Projetos que mais parecem aventuras em lugares inóspitos talvez revelem o futuro da vitivinicultura na América do Sul
por Patricio Tapia
Projetos como o da vinícola Montes estão mais comuns com as mudanças climáticas
Para chegar ao lugar, é preciso embarcar em uma pequena lancha saindo do povoado de Tenaún, na ilha de Chiloé, a cerca de 1.100 quilômetros ao sul de Santiago. Depois de meia hora de viagem, passando por pequenas ilhotas e praias desabitadas, por fim chega-se à ilha de Añihue. Apenas 150 pessoas aproximadamente vivem ali, um lugar de águas calmas com o fundo repleto de mexilhões. Nesse lugar remoto, a Viña Montes plantou um par de hectares no inverno de 2018.
Em um primeiro olhar, pode-se descrever esse novo vinhedos de Montes como um experimento ou, no melhor dos casos, como uma aventura. E é ambas as coisas. Com 1700 milímetros de chuva ao ano e outonos frios, que tornam muito difícil a maturação completa das uvas, este vinhedo de Riesling, Albariño e Pinot Noir, entre outras variedades, pareceu que nunca funcionaria, mas, em meio ao verão, dois anos depois do cultivo, a vinha está sã, reluzindo com suas folhas verdes no meio de um bosque de murtas. É uma aventura, mas também é um olhar para o futuro vitícola da América do Sul.
Outros mil quilômetros mais ao sul, cruzando o que sobra de uma desmembrada Cordilheira dos Andes, no ponto mais profundo da Patagônica argentina, o empresário Alejandro Bulgueroni (da vinícola Garzón, no Uruguai) começou o projeto Otronia em 2007. Hoje tem 50 hectares e vários vinhos para mostrar, entre eles um Chardonnay singular que não se parece com nada do que alguém já tenha provado antes com esta cepa na Argentina. E não podia ser de outra forma, vindo desse lugar com tanto vento, com chuvas escassas e temperaturas baixas – um deserto frio em que no verão há 14 horas de sol (a fotossíntese não é o problema) e no inverno as noites duras 12 horas, noites frias que asseguram a acidez nos seus vinhos.
Estes são dois dos projetos mais radicais no sul da América do Sul. Mas há mais. Trevelin, um pouco mais ao norte na Patagônia argentina; Osorno e Malleco, no sul do Chile, todas áreas que se converteram em pequenas comunidades de produtores que estão aproveitando a singularidade de um clima para fazer vinhos de muito caráter, de muito atrevimento.
E é natural que seja assim, é, de certa forma, óbvio que se explore o sul, sobretudo em vista da mudança climática que, nesse lugar do mundo, está sem convertendo em severa escassez de água e verões extremamente quentes que trazem muitas dificuldades para os viticultores em busca de vinhos com equilíbrio.

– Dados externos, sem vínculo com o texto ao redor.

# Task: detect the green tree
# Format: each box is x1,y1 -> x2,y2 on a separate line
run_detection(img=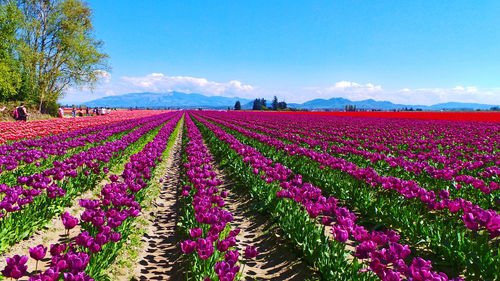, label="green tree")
252,99 -> 262,110
18,0 -> 108,111
0,0 -> 21,101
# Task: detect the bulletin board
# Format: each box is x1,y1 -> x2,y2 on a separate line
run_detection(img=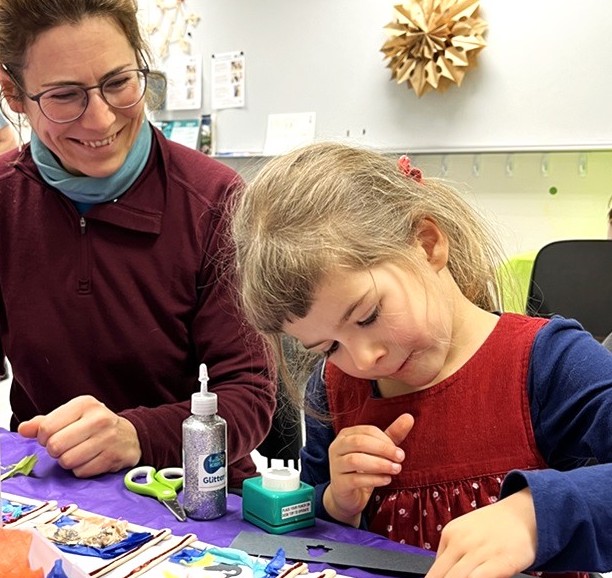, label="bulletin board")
142,0 -> 612,154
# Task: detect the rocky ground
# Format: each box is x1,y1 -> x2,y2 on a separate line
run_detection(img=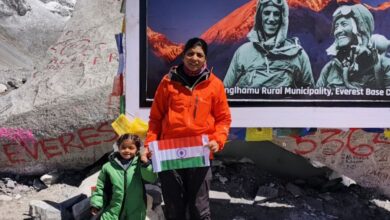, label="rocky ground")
0,160 -> 390,220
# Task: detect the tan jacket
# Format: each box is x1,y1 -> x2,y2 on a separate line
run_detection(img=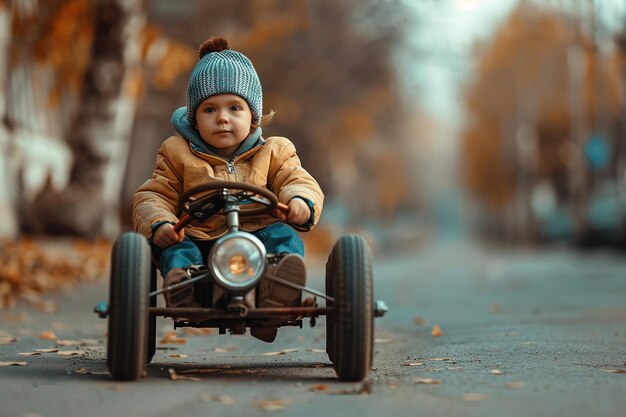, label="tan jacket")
132,136 -> 324,239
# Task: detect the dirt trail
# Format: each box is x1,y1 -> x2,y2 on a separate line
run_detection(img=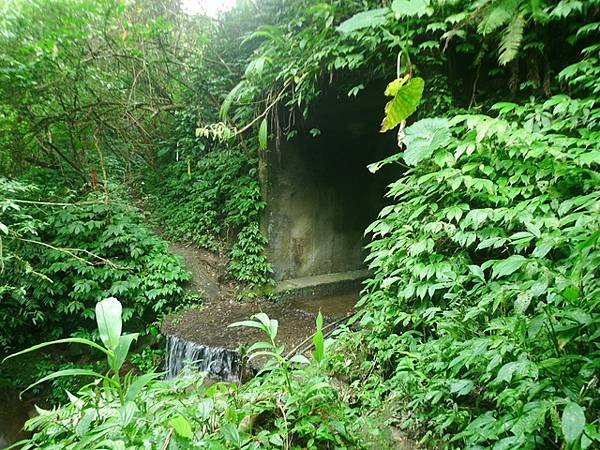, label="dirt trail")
169,242 -> 229,302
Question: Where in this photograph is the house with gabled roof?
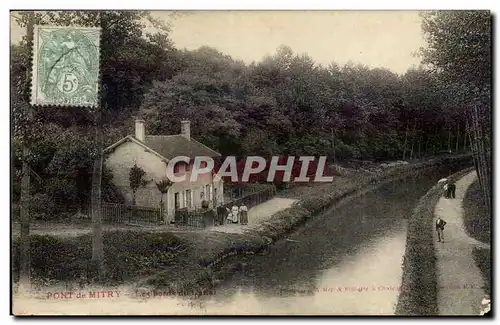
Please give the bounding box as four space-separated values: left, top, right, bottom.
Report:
104 119 224 222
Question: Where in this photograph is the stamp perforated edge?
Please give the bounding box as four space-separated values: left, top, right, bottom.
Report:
28 25 102 108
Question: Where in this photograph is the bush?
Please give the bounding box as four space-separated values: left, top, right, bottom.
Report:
30 193 56 220
12 231 182 282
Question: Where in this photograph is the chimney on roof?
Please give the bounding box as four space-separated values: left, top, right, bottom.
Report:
135 118 146 142
181 121 191 140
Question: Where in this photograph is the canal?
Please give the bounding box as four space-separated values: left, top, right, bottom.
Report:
190 168 450 315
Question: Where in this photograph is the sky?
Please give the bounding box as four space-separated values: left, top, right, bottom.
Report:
11 11 425 74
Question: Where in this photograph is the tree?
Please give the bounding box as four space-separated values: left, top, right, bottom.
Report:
421 10 492 212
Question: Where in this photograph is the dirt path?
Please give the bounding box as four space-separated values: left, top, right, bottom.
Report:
207 198 296 234
434 171 490 316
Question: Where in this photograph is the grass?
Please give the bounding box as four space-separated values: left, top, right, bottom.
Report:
12 231 184 285
463 180 491 292
472 247 491 295
396 168 471 316
13 156 472 290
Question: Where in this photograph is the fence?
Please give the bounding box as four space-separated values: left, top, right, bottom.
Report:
223 186 276 209
101 202 163 225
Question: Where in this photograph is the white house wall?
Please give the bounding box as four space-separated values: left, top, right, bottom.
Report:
106 141 224 221
106 141 166 207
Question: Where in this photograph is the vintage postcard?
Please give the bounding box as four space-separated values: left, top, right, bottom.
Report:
10 10 492 317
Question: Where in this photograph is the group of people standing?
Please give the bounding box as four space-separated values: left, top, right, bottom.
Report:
436 179 456 243
215 204 248 226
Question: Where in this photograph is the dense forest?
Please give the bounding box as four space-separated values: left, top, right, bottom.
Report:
11 11 491 215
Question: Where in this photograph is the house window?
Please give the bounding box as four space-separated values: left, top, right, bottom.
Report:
186 190 191 209
174 192 181 210
205 184 212 201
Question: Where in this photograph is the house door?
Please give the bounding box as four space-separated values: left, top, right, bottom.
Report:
174 192 181 210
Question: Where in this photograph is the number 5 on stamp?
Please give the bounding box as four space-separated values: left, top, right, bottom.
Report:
31 26 101 107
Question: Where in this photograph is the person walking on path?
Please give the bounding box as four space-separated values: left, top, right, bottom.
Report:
231 205 240 223
240 204 248 225
443 183 450 198
448 183 457 199
436 217 446 243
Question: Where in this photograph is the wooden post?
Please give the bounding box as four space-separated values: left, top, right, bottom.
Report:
331 128 337 163
410 118 417 159
418 136 422 159
403 124 408 160
448 129 451 151
90 14 106 283
19 12 35 293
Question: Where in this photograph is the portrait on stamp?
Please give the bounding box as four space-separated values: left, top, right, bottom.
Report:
31 26 100 106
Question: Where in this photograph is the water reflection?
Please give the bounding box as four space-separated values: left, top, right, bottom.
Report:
199 171 450 314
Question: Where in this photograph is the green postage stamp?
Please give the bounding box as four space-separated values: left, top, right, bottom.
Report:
31 26 101 107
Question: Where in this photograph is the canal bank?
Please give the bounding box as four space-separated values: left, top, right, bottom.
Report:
396 168 473 316
138 156 470 294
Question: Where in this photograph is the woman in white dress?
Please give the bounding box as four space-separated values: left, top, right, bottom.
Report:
240 204 248 225
231 205 240 223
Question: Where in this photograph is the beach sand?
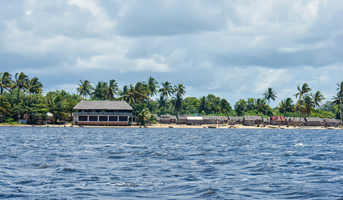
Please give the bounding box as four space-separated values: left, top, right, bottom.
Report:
0 123 343 130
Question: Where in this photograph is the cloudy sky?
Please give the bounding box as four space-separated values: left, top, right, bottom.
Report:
0 0 343 106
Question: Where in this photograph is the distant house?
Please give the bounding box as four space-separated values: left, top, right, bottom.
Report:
243 116 262 126
286 117 305 126
177 115 192 124
305 117 326 126
270 116 287 125
228 116 243 125
187 116 204 125
202 116 228 124
74 101 133 126
159 115 176 124
324 119 341 127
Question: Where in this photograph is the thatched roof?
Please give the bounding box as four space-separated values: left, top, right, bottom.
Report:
305 117 324 122
286 117 305 122
243 116 262 120
229 116 243 121
74 101 133 110
324 118 341 122
160 115 176 119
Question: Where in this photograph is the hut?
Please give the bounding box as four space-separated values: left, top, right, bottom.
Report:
324 119 341 127
243 116 262 126
270 116 287 125
286 117 305 126
177 115 192 124
305 117 326 126
160 115 176 124
263 118 270 124
187 116 204 125
203 116 228 124
228 116 243 125
73 101 133 126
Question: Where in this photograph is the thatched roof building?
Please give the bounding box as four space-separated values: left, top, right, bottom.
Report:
74 101 133 125
243 116 262 126
305 117 326 126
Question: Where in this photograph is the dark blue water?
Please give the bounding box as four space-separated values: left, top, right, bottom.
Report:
0 127 343 199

A água é um tema maior. E seguirá sendo. No Chile, sobretudo no norte em vales como Limarí e Elqui, a escassez de água dizimou vinhedos inteiros e, os que sobraram, lutam para sobreviver com anos em que praticamente não chove. Mais ao sul, no vale do Maipo ou em Colchagua, já há vinícolas que tentam voltar ao sistema de secano (não irrigado), com o problema das baixas produções que isso implica.
Projeto Otronia na Patagônia tem 50 hectares de vinhedos plantados
O calor, por sua parte, tem feito com que o fato de “colher mais cedo” já tenha deixado de ser um caminho na busca por vinhos mais frescos e de menor teor alcoólico, para se converter diretamente em um tema de equilíbrio. Na safra 2020 na Argentina e no Chile, as uvas tiveram que ser colhidas ao menos duas ou três semanas antes do habitual. Esperar teria sido colher uvas passas.
No sul não há problema de água ou, ao menos, não há em um futuro próximo. Existem outras dificuldades, com certeza. As chuvas implicam maior cuidado no vinhedo, o perigo constante de uvas podres e, a falta de sol ou, às vezes, o vento em excesso, implicam, por sua vez, em não alcançar a maturação. Trata-se, com certeza, de outra viticultura, de outros problemas, novos desafios em uma nova era do vinho sul-americano que está aí, dobrando a esquina.